If you edit a couple of lines in CS_ClassTemplate.aspx you can create a namespace for each owner profile. Change around line 58 (I'm using v2.1) to
namespace <%=provider.GeneratedNamespace%><%=owner%>
where owner is
string owner = "." + tbl.SchemaName;
if(owner == ".dbo")
owner = "";
You put that up above, around line 14. This way you can have a namespace for every owner like:
Northwind.Suppliers, Northwind.Customers, etc.
I left dbo as just Northwind so all the tests would compile without a lot of editing.
I ran a simple select query and I think it will work the way you want.
You could do this in 3.0 as well using our t4 templates (but it's 3.5 only).
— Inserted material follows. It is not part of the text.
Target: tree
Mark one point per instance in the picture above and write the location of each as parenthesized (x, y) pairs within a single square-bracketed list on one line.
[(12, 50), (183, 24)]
This is a really good bit of feedback - we should build this in by default perhaps!
Glad you got some help here.
Just to let you know I have this now working - or at least, compiling! :-) To get the owner solution to work fully though you'll need to make more changes to the Class Template as otherwise the table/key functions sit within the wrong namespace.
I've also hacked around with the stored procedure template. I couldn't (in the short time I have) work out how to split into separate files/namespaces for each owner so instead i've prefixed each sp function with the owner and an underscore.
However, just in case you have the same problem you'll know its possible to fix.
Ed
You could try doing separate providers that have the same underlying database connection, like so:
<SubSonicService defaultProvider="DBData">
<providers>
<clear/>
<add name="DBData" type="Subsonic.SqlDataProvider, SubSonic" connectionStringName="LocalSqlServer" generatedNamespace="DBData" includeTableList="table_a,table_b" spStartsWith="app,get,set" viewStartsWith="v_" />
<!--CMS Provider-->
<add name="CMS" type="SubSonic.SqlDataProvider, SubSonic" connectionStringName="LocalSqlServer" generatedNamespace="CMS" stripTableText="CMS_" includeTableList="CMS_Content,CMS_Page" useSPs="false"/>
</providers>
</SubSonicService>
I don't think you can use the schema itself as a key in this way, but you could at least work around the issue with a combination of includeTableList and generatedNamespace. You said that you don't have duplicate table names across the different schemas, so it just might work.